A home mortgage is a specific agreement created between a lender and borrower of capital. A home mortgage is designed specifically to provide security for the lender of the finances. The home mortgage gives the lender rights to the property, which can then be foreclosed and sold, in the event that the borrower doesn’t or cannot make the required payments. In this case the lender is able to sell the property in order to recoup any losses he or she has incurred on the loan. On the other hand, the home mortgage is an opportunity for those without sufficient funds to acquire and own their own property or house on the condition that they make the full repayments according to the home mortgage agreements.
Home mortgage payments
Home mortgage payments are generally offered in fifteen or thirty year fixed rate periods. This refers to the period of time the lender allows the mortgage loan to be repaid and the amount of interest fixed to each payment. It follows then that a thirty year loan spreads the payments across a time span of thirty years, while a fifteen year loan spreads the loan across a time span of fifteen years. Having a fixed rate means that the attached interest rate does not fluctuate according to market effects. The borrower pays the loan along with the interest back to the lender.

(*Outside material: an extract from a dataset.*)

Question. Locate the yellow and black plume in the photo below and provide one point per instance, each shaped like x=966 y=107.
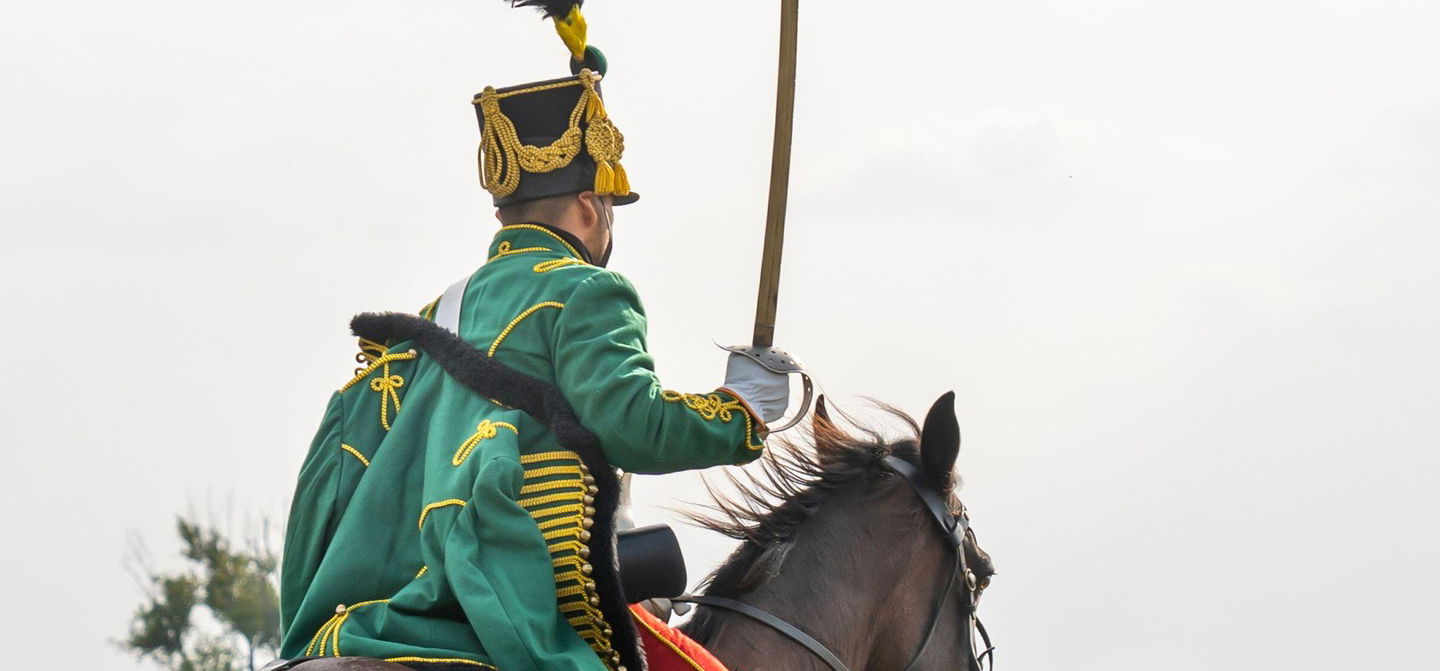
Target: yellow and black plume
x=552 y=9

How the home mortgage system works
The initial amount borrowed from the lender for the specific purpose of buying a house is called the principal. The principal of a home mortgage will vary and depends on the value of the property, and the specific amount the borrower needs to obtain in order to buy the property. A home mortgage will generally require the borrower to make some initial deposit for the purchase of the house. This can be anywhere from five to twenty percent. Different lenders will make different stipulations in reference to this. This initial payment in know as a down payment. The home mortgage also accrues interest at an annual rate.